使用github开源工具chatlog
官网页面:https://github.com/sjzar/chatlog?tab=readme-ov-file#http-api
访问 Releases 页面下载适合您系统的预编译版本。
依次使用
运行程序:执行
chatlog启动 Terminal UI 界面解密数据:选择
解密数据菜单项开启 HTTP 服务:选择
开启 HTTP 服务菜单项
然后将结果复制到文件中使用python进一步处理。
PS:当前这个应用导出为csv格式或者jsonl格式都是有问题的,反正经过我的测试是导不出来没关系,反正也没事。然后使用如下代码合并消息,把连续发的消息连接在一起
处理数据
import re
def merge_chat_messages(file_path):
merged_records = []
current_sender = None
current_time = None
current_message = []
# 正则表达式匹配发送者、时间、消息内容
# 例子: 律政先锋🀄(wxid_m7ca7aue2jml22) 2023-01-20 11:25:38
pattern = re.compile(r'^(.*?)\s+([\d-]+\s+[\d:]+)\s*(.*)$')
with open(file_path, 'r', encoding='utf-8') as f:
for line in f:
line = line.strip()
if not line:
continue
match = pattern.match(line)
if match:
sender = match.group(1).strip()
time = match.group(2).strip()
message = match.group(3).strip()
if sender == current_sender:
# 如果是同一个人发送,就合并消息
current_message.append(message)
else:
# 如果不是同一个人,就先处理上一条记录
if current_sender:
merged_records.append({
'sender': current_sender,
'time': current_time,
'message': " ".join(current_message)
})
# 然后更新当前记录
current_sender = sender
current_time = time
current_message = [message]
else:
# 处理没有时间戳的后续消息行
if current_sender:
current_message.append(line)
# 循环结束后,处理最后一条记录
if current_sender:
merged_records.append({
'sender': current_sender,
'time': current_time,
'message': "\n".join(current_message)
})
return merged_records
def format_merged_records(records):
"""
将合并后的记录列表格式化为字符串。
"""
formatted_output = []
for record in records:
sender = record['sender']
time = record['time']
message = record['message']
formatted_output.append(f"{sender} {time}\n{message}")

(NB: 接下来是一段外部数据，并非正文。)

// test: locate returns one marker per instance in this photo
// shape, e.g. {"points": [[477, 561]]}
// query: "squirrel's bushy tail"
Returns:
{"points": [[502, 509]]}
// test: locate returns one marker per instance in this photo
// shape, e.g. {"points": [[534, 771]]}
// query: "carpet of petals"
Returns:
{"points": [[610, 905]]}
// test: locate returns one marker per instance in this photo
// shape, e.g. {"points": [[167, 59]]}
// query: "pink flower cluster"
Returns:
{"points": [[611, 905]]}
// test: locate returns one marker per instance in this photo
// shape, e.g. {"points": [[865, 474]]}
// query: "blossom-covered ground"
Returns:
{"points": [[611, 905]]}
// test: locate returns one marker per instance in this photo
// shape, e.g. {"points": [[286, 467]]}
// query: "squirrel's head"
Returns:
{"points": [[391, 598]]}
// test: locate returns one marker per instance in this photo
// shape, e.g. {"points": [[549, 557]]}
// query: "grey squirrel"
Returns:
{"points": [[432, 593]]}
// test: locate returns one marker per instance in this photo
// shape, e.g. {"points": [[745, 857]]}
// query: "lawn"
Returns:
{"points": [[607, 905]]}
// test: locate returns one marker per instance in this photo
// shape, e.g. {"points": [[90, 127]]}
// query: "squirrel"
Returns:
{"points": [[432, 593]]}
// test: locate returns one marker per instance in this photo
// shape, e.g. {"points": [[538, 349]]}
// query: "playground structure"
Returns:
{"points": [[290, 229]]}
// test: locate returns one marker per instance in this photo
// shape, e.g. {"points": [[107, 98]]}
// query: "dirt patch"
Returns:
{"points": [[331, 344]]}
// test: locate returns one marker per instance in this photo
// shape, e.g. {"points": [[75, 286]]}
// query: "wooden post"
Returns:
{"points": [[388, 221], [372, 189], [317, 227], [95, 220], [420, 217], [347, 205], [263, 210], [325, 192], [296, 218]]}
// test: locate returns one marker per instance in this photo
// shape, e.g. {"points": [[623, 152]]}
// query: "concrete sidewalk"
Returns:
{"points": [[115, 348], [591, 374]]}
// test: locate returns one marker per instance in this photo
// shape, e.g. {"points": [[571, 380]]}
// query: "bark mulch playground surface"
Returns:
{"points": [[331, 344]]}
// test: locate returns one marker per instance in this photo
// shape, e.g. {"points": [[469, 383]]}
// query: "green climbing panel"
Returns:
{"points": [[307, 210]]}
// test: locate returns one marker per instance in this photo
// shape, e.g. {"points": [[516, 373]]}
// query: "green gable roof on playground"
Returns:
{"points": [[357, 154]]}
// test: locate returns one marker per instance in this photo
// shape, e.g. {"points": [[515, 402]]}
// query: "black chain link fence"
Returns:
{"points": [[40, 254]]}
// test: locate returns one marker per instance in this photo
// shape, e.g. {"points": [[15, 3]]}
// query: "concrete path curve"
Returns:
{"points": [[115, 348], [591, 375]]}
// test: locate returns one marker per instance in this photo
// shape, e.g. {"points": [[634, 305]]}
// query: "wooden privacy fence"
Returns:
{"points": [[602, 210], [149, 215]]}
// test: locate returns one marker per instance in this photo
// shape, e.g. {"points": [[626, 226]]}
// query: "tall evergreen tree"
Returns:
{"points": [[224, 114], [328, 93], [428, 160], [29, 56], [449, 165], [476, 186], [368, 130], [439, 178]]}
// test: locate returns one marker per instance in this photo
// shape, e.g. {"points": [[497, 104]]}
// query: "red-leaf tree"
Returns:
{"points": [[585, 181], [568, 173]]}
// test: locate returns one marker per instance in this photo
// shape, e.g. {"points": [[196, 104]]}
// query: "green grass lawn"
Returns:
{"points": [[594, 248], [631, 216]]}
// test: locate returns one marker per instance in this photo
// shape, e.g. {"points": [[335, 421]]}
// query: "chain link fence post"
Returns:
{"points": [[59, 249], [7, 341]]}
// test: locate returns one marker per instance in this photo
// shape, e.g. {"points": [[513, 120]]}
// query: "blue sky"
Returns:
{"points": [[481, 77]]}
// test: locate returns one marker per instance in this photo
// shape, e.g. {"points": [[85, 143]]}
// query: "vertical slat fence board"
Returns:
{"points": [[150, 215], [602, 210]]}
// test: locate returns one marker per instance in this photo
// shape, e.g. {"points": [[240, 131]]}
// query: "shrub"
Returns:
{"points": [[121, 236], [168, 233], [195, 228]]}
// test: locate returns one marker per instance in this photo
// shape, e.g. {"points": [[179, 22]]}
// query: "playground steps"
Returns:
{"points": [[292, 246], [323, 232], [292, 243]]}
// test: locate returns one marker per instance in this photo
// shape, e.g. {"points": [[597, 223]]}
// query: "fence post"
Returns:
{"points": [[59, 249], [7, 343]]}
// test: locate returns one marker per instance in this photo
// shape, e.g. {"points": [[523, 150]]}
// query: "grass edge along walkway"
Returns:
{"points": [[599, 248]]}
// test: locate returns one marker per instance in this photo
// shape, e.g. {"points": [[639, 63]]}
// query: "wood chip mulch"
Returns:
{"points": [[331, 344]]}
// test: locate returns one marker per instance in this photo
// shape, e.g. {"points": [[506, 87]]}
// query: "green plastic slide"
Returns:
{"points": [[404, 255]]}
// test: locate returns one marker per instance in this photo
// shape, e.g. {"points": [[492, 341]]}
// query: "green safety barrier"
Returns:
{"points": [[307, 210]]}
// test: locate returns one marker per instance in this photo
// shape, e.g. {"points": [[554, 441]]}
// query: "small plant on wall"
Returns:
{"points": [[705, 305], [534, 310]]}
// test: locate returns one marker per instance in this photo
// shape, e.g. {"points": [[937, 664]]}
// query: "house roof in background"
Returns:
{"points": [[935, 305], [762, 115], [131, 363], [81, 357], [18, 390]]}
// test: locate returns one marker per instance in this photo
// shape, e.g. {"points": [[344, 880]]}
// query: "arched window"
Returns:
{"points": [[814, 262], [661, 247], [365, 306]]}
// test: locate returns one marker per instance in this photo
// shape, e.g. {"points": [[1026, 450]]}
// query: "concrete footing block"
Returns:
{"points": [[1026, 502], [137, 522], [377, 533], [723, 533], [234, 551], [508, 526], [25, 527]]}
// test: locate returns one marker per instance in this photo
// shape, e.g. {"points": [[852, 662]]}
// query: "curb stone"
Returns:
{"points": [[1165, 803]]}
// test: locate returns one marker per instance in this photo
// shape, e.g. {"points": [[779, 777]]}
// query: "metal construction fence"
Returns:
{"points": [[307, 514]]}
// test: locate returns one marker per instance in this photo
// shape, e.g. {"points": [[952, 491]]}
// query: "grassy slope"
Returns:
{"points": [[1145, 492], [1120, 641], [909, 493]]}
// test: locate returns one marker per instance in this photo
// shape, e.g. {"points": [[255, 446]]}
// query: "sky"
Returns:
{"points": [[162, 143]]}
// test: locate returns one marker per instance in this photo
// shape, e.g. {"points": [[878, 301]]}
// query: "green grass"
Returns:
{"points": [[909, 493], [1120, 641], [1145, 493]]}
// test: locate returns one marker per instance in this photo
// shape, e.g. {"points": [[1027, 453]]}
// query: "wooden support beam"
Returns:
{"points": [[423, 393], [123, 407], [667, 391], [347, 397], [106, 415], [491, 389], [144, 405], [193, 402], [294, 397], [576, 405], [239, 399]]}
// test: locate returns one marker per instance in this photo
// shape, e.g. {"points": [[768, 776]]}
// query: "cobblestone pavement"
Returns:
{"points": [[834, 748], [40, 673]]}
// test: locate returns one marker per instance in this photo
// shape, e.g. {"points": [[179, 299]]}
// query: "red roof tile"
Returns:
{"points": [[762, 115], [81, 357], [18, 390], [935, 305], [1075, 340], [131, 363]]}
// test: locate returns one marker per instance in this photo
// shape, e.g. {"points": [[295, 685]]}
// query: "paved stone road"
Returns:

return "\n\n".join(formatted_output)
file_name = "chatlog.txt"
merged_result = merge_chat_messages(file_name)
formatted_output = format_merged_records(merged_result)
# 将结果保存到新文件
output_file_name = "merged_chat_log.txt"
with open(output_file_name, "w", encoding="utf-8") as f:
f.write(formatted_output)
print(f"合并后的聊天记录已保存到文件: {output_file_name}")然后将上述的文件处理为适合机器学习的json格式
import json
import re
def convert_chatlog_to_json(file_path):
chat_data = []
current_instruction = ""
current_output = ""
# Regex to identify the speaker and the message
# It captures the speaker's name (律政先锋🀄 or 我) and the following message
# It also handles messages with image or animated emoji tags.
pattern = re.compile(r'^(律政先锋🀄\(wxid_m7ca7aue2jml22\)|我) .*?\n(.*?)(?=\n(律政先锋🀄|我)|$)', re.DOTALL)
with open(file_path, 'r', encoding='utf-8') as f:
# Read the entire file content
content = f.read()
# Split the content by the time stamp to process each message block
messages = re.split(r'\n(律政先锋🀄|我) .*? \d{2}:\d{2}:\d{2}\n', content)
# The first element will be empty, so we skip it.
messages = messages[1:]
# Process messages in pairs of (speaker, message)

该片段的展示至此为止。